6. Whom do you consider to be your most important teacher(s) in this area?

Among the ones who have explicitly worked on the ethics of care I consider Carol Gilligan, Joan Tronto, Elisabeth Conradi, Annelies van Heijst, Marian Verkerk,  Eva Feder Kittay to be my most important teachers.

7. What works in the ethics of care do you see as the most important?

  • Carol Gilligan (1982): In a Different Voice, Psychological Theory and Women’s Development. Harvard University Press;
  • Joan Tronto (1994): Moral Boundaries, Political Argument for an Ethics of Care. Routledge;
  • Elisabeth Conradi (2001): Take Care, Grundlagen einer Ethik der Achtsamkeit. Frankfurt am Main 2001;
  • Annelies van Heijst (2011): Professional Loving Care, An Ethical View of the Healthcare Sector. Peeters – Leuven;
  • Philips, Susan; Benner, Patricia (1994): The Crisis of Care, Affirming and Restoring Caring Practices in the Helping Professions. Georgetown University Press;

8. Which of your own books/articles should we read?

  • Helen Kohlen (2009): Conflicts of Care, Hospital Ethics Committees in the USA and Germany. Campus Verlag;
  • Helen Kohlen & Hartmut Remmers (2010): Bioethics, Care and Gender, Herausforderungen Fur Medizin, Pflege Und Politik (in German). V&R Unipress GmbH;

9. What are important issues for the ethics of care in the future?

First, on a rather theoretical level, I think it is important to continue talking about the ethics of care and render visible what it can do in contrast to other theories. Second, on a rather empirical level it needs to be shown what comes up when issues of concern are debated from a care ethics perspective as for example, in the area of bioethics, the debate about embryonic research. Third, within the field of medicine and nursing it is important to refine the questions within an ethics of care for specific areas like neonatal care or dementia care.

10. In Tilburg our ambition is to promote ethics of care nationally and internationally.
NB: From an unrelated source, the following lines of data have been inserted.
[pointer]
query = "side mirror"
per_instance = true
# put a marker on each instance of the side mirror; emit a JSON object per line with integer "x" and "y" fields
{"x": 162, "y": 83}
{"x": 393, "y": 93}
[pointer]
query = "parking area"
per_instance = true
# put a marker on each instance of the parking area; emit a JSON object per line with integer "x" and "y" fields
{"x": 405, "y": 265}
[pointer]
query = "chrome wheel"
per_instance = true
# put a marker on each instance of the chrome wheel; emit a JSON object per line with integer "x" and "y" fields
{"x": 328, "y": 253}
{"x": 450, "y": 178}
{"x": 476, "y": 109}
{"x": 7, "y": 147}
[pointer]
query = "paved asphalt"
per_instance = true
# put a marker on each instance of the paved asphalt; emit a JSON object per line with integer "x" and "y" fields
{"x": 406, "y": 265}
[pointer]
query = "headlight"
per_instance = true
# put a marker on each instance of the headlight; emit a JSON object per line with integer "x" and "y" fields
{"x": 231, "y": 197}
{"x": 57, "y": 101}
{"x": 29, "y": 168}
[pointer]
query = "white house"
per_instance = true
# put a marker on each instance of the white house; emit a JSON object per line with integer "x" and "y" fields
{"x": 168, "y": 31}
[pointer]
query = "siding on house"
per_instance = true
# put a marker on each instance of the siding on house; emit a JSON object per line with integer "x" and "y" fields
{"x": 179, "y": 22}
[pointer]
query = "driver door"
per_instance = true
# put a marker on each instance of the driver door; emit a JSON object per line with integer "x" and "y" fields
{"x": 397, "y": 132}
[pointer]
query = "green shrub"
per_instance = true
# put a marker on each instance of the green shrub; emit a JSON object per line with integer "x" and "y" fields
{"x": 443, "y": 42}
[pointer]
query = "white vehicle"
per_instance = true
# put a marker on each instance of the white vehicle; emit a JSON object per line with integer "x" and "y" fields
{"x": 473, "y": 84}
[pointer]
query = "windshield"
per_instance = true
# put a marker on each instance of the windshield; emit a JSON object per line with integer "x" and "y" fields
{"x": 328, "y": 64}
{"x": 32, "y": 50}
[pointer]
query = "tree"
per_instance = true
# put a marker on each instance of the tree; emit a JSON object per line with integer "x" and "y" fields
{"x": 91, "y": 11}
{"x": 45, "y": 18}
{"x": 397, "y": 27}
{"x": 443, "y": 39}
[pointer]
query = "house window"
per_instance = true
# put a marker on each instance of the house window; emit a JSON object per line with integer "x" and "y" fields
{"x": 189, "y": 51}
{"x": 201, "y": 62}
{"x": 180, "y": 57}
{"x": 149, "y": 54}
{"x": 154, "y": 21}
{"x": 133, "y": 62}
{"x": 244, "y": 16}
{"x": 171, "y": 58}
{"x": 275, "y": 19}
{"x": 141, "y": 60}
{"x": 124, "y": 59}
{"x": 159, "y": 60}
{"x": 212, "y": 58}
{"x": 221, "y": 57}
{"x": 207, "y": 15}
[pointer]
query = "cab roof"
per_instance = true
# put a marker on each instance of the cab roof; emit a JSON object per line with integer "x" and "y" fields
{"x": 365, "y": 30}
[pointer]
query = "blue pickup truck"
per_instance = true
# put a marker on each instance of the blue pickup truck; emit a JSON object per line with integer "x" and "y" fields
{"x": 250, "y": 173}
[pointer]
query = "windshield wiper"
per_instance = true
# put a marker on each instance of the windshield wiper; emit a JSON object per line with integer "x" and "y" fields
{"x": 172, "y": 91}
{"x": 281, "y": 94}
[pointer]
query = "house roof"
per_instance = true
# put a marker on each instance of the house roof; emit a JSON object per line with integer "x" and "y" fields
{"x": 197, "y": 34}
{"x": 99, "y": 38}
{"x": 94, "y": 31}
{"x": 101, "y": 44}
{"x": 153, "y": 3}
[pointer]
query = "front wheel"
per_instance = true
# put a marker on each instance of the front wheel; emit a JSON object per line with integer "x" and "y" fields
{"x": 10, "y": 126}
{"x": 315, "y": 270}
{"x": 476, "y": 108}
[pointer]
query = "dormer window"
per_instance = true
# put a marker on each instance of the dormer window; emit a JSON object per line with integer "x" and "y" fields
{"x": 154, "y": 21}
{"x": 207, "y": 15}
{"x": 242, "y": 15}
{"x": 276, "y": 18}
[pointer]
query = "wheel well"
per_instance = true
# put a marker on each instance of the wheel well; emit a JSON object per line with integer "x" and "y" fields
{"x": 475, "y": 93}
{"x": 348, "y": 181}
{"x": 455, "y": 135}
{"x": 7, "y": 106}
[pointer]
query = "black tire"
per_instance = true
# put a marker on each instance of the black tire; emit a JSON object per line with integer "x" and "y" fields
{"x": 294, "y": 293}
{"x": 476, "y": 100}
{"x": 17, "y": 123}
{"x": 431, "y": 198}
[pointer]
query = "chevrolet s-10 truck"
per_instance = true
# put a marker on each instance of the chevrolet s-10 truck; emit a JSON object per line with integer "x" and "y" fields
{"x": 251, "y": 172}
Do you have any recommendations or wishes?

I want to thank you very much for the excellent work you are doing in this area. From a teaching perspective I wonder, what could be done to distribute all the good work on the ethics of care that is already out there and I have the idea of writing a textbook for graduate students. From a research perspective, I would be interested in a European Research Project on the Ethics of Care.